We all have a responsibility in this place to ensure that the responsibility for the environment in which we live does not simply lie with those persons directly affected. This is clearly an intergenerational responsibility. Those opposite do like to lecture us on this side about intergenerational responsibility. There is no more profound intergenerational responsibility for those of us here now than to think about the quality of the natural environment we are going to leave for those who come after us. This is a collective responsibility. It is not only in the hands of those in executive government. It is not only in the hands of those who sit in this legislature. It is a responsibility that should extend to interested persons in the wider community acting properly. That has been the effect of section 487 over the past 15 years. It should continue to be so. Within these existing legal frameworks, it is evident that our broad civic responsibility to question government decision making on environmental protection needs to continue to be accommodated.
It is clear that the existing standing provisions—in fact, it is most evident through the contributions of government members that this has been borne out—have not attracted a negative response from the sector or the legal system.

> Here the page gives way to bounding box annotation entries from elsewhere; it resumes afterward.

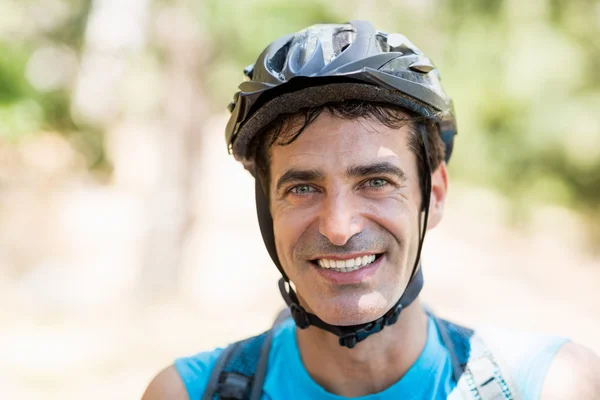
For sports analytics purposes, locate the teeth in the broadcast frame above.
[317,254,376,272]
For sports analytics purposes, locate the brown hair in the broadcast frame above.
[251,100,445,197]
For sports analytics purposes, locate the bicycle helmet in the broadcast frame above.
[225,21,456,348]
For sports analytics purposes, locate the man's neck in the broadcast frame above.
[296,298,427,397]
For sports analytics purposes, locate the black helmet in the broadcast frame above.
[225,21,456,348]
[225,21,456,172]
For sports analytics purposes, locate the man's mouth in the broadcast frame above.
[312,254,381,272]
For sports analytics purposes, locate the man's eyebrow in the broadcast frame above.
[275,168,325,191]
[346,162,406,181]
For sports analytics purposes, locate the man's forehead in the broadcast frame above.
[271,118,409,164]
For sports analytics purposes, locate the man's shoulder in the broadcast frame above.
[142,365,189,400]
[142,348,223,400]
[541,342,600,400]
[478,328,600,400]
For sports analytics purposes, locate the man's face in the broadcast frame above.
[270,113,434,325]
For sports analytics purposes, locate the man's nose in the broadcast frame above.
[319,192,363,246]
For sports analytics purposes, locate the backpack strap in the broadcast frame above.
[202,307,290,400]
[430,313,522,400]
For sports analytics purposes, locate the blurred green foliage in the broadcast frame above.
[0,0,600,232]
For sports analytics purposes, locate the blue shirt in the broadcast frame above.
[175,319,566,400]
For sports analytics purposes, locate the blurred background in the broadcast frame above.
[0,0,600,400]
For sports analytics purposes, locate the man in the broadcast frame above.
[144,21,600,400]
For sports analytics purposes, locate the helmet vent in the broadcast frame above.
[269,41,291,73]
[332,29,356,57]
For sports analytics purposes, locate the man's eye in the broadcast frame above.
[365,178,389,188]
[290,185,315,195]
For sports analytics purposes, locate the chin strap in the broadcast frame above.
[279,269,423,349]
[255,124,432,349]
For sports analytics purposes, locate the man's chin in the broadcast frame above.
[315,304,389,326]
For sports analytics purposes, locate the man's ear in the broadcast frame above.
[427,161,448,229]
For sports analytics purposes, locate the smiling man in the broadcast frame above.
[144,21,600,400]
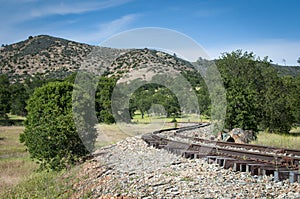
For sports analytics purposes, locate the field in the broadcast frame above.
[252,127,300,150]
[0,123,300,198]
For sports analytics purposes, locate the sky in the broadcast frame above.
[0,0,300,66]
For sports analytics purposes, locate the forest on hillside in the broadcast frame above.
[0,50,300,133]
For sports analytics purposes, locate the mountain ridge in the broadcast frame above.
[0,35,300,81]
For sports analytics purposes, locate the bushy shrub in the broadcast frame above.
[20,82,95,170]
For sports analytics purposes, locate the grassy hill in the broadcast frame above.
[0,35,300,81]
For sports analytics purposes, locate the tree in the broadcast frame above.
[217,50,293,133]
[20,82,94,170]
[0,75,11,119]
[217,50,260,131]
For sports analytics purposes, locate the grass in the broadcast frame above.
[0,126,87,198]
[132,111,209,124]
[0,123,300,198]
[0,126,37,193]
[252,127,300,150]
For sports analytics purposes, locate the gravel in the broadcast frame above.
[73,134,300,199]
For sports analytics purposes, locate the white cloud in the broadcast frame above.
[206,39,300,65]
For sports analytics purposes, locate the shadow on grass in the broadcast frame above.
[0,119,24,126]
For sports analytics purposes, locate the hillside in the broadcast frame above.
[0,35,300,81]
[0,35,92,79]
[0,35,196,81]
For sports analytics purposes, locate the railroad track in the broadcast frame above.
[142,123,300,183]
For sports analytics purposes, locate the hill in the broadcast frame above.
[0,35,300,82]
[0,35,92,80]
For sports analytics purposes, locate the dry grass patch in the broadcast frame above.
[0,126,37,194]
[252,130,300,150]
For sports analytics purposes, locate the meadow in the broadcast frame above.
[0,119,300,198]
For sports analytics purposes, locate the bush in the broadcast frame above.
[20,82,94,170]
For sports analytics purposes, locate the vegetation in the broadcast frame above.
[217,50,299,133]
[0,75,11,119]
[20,82,94,170]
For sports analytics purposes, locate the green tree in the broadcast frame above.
[217,51,260,131]
[20,82,94,170]
[217,50,293,133]
[0,75,11,119]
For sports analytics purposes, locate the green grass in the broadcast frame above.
[252,127,300,150]
[0,126,85,198]
[132,112,209,124]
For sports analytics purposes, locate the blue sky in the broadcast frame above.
[0,0,300,65]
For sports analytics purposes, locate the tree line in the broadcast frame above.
[0,50,300,169]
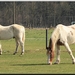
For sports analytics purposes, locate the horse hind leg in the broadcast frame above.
[54,45,60,64]
[65,42,75,64]
[20,41,24,55]
[0,44,2,55]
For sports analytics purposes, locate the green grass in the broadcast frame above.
[0,29,75,74]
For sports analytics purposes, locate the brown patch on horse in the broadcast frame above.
[48,39,54,62]
[71,27,75,29]
[70,31,73,35]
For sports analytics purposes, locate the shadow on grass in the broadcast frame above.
[12,63,72,66]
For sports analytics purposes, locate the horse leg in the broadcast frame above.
[13,39,19,55]
[54,45,60,64]
[47,50,50,64]
[0,44,2,55]
[65,42,75,64]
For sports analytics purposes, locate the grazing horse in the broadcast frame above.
[0,24,25,55]
[47,24,75,65]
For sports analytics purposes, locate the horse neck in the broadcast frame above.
[49,28,59,51]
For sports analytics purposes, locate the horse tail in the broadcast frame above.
[22,28,25,41]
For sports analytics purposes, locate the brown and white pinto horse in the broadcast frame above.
[47,24,75,65]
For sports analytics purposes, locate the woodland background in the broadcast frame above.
[0,1,75,28]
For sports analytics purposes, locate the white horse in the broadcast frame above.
[47,24,75,64]
[0,24,25,55]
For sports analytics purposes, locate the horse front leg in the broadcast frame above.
[0,44,2,55]
[20,41,24,55]
[13,41,19,55]
[65,42,75,64]
[54,45,60,64]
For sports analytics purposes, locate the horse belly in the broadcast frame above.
[67,35,75,44]
[0,32,13,40]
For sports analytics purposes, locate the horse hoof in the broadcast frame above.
[73,62,75,64]
[54,62,59,64]
[13,53,16,55]
[48,63,52,65]
[21,52,24,55]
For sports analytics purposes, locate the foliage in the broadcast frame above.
[0,1,75,28]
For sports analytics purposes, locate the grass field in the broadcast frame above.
[0,29,75,74]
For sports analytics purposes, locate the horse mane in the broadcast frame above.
[49,24,63,50]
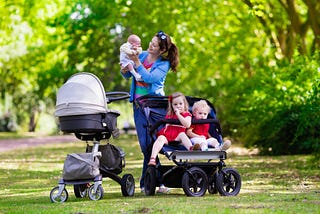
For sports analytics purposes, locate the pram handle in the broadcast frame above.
[106,91,130,103]
[150,119,221,134]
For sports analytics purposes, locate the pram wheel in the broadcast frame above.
[216,168,241,196]
[208,172,218,194]
[182,167,208,196]
[121,174,134,196]
[88,184,104,201]
[50,186,68,203]
[73,184,88,198]
[144,166,157,195]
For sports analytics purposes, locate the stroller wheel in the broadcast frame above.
[88,184,104,201]
[182,167,208,196]
[50,186,68,203]
[144,166,157,195]
[208,172,218,194]
[73,184,89,198]
[121,174,134,196]
[216,168,241,196]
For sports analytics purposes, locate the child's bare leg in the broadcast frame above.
[191,137,208,151]
[176,132,192,150]
[128,63,142,81]
[207,137,220,148]
[149,135,168,165]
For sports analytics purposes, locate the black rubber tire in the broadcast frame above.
[50,186,69,203]
[88,184,104,201]
[121,174,135,196]
[208,172,218,194]
[182,167,208,197]
[144,166,157,195]
[73,184,88,198]
[216,168,241,196]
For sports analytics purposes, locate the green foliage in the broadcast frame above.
[0,135,320,214]
[237,52,320,154]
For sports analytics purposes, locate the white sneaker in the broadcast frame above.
[220,140,231,151]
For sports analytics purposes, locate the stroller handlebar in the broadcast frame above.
[150,119,221,134]
[106,91,130,103]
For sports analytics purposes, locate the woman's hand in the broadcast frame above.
[128,54,141,67]
[120,64,129,74]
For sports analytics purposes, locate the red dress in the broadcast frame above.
[190,123,210,139]
[157,111,192,141]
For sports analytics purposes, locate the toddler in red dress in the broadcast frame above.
[186,100,231,151]
[149,92,193,165]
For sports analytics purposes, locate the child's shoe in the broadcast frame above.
[148,157,156,166]
[157,184,170,194]
[192,143,201,151]
[220,140,231,151]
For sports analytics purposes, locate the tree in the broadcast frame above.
[243,0,320,59]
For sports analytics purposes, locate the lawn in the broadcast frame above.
[0,135,320,214]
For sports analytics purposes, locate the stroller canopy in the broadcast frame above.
[55,72,107,117]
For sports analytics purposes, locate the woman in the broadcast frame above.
[121,31,179,193]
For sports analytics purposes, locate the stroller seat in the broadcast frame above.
[136,95,241,196]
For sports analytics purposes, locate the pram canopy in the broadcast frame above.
[55,72,107,117]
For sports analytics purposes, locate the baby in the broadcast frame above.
[120,34,142,81]
[187,100,231,151]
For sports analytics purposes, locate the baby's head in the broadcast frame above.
[128,34,141,47]
[192,100,211,119]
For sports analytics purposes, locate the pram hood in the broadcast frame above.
[55,72,107,117]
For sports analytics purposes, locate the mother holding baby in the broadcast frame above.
[121,31,179,193]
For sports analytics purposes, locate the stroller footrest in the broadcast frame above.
[165,151,227,160]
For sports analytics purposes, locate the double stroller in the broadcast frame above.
[136,96,241,196]
[50,72,135,202]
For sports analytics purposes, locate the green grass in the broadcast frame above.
[0,135,320,214]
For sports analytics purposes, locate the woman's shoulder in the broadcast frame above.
[181,111,192,117]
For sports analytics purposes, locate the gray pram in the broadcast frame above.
[50,72,135,202]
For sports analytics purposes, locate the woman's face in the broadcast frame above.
[148,36,161,56]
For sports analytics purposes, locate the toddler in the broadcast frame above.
[187,100,231,151]
[149,92,193,165]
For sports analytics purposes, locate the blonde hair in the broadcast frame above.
[167,92,189,115]
[192,100,211,114]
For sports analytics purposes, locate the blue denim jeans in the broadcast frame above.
[133,103,152,188]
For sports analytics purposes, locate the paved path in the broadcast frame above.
[0,134,79,153]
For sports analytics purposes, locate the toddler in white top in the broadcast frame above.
[120,34,142,81]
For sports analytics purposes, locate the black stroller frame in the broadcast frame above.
[50,73,135,202]
[136,96,241,196]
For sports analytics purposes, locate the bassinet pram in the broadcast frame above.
[136,96,241,196]
[50,72,135,202]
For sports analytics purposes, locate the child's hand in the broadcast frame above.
[174,109,180,115]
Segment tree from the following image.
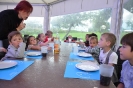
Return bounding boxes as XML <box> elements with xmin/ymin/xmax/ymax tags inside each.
<box><xmin>90</xmin><ymin>8</ymin><xmax>111</xmax><ymax>33</ymax></box>
<box><xmin>51</xmin><ymin>13</ymin><xmax>89</xmax><ymax>40</ymax></box>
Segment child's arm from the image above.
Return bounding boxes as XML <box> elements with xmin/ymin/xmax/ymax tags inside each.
<box><xmin>30</xmin><ymin>45</ymin><xmax>41</xmax><ymax>50</ymax></box>
<box><xmin>39</xmin><ymin>41</ymin><xmax>51</xmax><ymax>46</ymax></box>
<box><xmin>117</xmin><ymin>83</ymin><xmax>124</xmax><ymax>88</ymax></box>
<box><xmin>15</xmin><ymin>42</ymin><xmax>26</xmax><ymax>58</ymax></box>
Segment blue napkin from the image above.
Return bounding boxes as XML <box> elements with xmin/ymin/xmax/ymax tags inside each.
<box><xmin>0</xmin><ymin>60</ymin><xmax>34</xmax><ymax>80</ymax></box>
<box><xmin>69</xmin><ymin>52</ymin><xmax>94</xmax><ymax>60</ymax></box>
<box><xmin>25</xmin><ymin>50</ymin><xmax>43</xmax><ymax>59</ymax></box>
<box><xmin>64</xmin><ymin>61</ymin><xmax>100</xmax><ymax>80</ymax></box>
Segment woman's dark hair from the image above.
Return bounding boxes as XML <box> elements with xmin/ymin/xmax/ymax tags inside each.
<box><xmin>25</xmin><ymin>36</ymin><xmax>34</xmax><ymax>50</ymax></box>
<box><xmin>121</xmin><ymin>32</ymin><xmax>133</xmax><ymax>52</ymax></box>
<box><xmin>14</xmin><ymin>0</ymin><xmax>33</xmax><ymax>12</ymax></box>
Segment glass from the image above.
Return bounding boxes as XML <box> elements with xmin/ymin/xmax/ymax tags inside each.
<box><xmin>100</xmin><ymin>64</ymin><xmax>114</xmax><ymax>86</ymax></box>
<box><xmin>41</xmin><ymin>46</ymin><xmax>48</xmax><ymax>57</ymax></box>
<box><xmin>73</xmin><ymin>45</ymin><xmax>78</xmax><ymax>55</ymax></box>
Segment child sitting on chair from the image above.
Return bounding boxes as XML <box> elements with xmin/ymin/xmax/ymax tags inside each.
<box><xmin>98</xmin><ymin>33</ymin><xmax>118</xmax><ymax>82</ymax></box>
<box><xmin>64</xmin><ymin>35</ymin><xmax>74</xmax><ymax>43</ymax></box>
<box><xmin>37</xmin><ymin>33</ymin><xmax>51</xmax><ymax>46</ymax></box>
<box><xmin>85</xmin><ymin>36</ymin><xmax>100</xmax><ymax>61</ymax></box>
<box><xmin>26</xmin><ymin>36</ymin><xmax>51</xmax><ymax>50</ymax></box>
<box><xmin>117</xmin><ymin>32</ymin><xmax>133</xmax><ymax>88</ymax></box>
<box><xmin>25</xmin><ymin>36</ymin><xmax>41</xmax><ymax>50</ymax></box>
<box><xmin>5</xmin><ymin>31</ymin><xmax>26</xmax><ymax>59</ymax></box>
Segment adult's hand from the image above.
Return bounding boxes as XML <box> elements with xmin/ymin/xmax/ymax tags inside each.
<box><xmin>16</xmin><ymin>21</ymin><xmax>26</xmax><ymax>31</ymax></box>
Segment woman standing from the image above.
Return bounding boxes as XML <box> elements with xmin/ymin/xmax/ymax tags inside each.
<box><xmin>0</xmin><ymin>0</ymin><xmax>33</xmax><ymax>58</ymax></box>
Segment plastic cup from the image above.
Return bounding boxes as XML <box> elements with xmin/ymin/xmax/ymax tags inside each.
<box><xmin>73</xmin><ymin>46</ymin><xmax>78</xmax><ymax>55</ymax></box>
<box><xmin>41</xmin><ymin>46</ymin><xmax>48</xmax><ymax>57</ymax></box>
<box><xmin>49</xmin><ymin>42</ymin><xmax>54</xmax><ymax>49</ymax></box>
<box><xmin>100</xmin><ymin>64</ymin><xmax>114</xmax><ymax>86</ymax></box>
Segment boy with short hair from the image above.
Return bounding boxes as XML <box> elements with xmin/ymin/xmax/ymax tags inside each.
<box><xmin>85</xmin><ymin>36</ymin><xmax>100</xmax><ymax>61</ymax></box>
<box><xmin>117</xmin><ymin>32</ymin><xmax>133</xmax><ymax>88</ymax></box>
<box><xmin>4</xmin><ymin>31</ymin><xmax>26</xmax><ymax>59</ymax></box>
<box><xmin>98</xmin><ymin>33</ymin><xmax>118</xmax><ymax>82</ymax></box>
<box><xmin>98</xmin><ymin>33</ymin><xmax>118</xmax><ymax>66</ymax></box>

Since the commencement of the act, I note that there have been several reviews looking at its effectiveness. These reviews have supported extended standing provisions for judicial review in the EPBC Act. I note that very recently the Productivity Commission conducted a wide review of this. It looked at major projects rather than the act at large, but this review concluded:
… there is a public interest in allowing third parties to bring judicial review applications, as it allows the legality of the process to be enforced, providing an important 'safety valve' in the system.
And it does, and it should continue to be so. This work of the Productivity Commission, hardly a green vigilante group on these questions, provided again a very useful overview of the operation of our present environmental regulations in terms of major project approvals. It gives them a big tick, basically. It looks at the evidence, something members of this government are allergic to. It also looks again at the balancing that we are required to do—the balancing of the broad public policy objectives. It is very clear that we cannot simply tilt the balance in favour of this executive, or any executive. The public policy grounds for retaining section 487 in its present form and providing for the current certainty around extended standing for judicial review are clear.
This House should reject the bill that is before it, because the government has not made the case for change. It should reject the bill, because we should in this place stand up for the environment today and for the environment tomorrow. But we should also be rejecting this bill because its introduction would strike a deep blow into the effective operation of our democracy through inhibiting the operation of civil society actors to hold government decision making effectively to account. I urge government members to go back to 1998 and review the Senate committee. I urge government members to go back to 2013 and look at the work of the Productivity Commission. I urge government members to bring evidence and principle to this debate and to reject this legislation.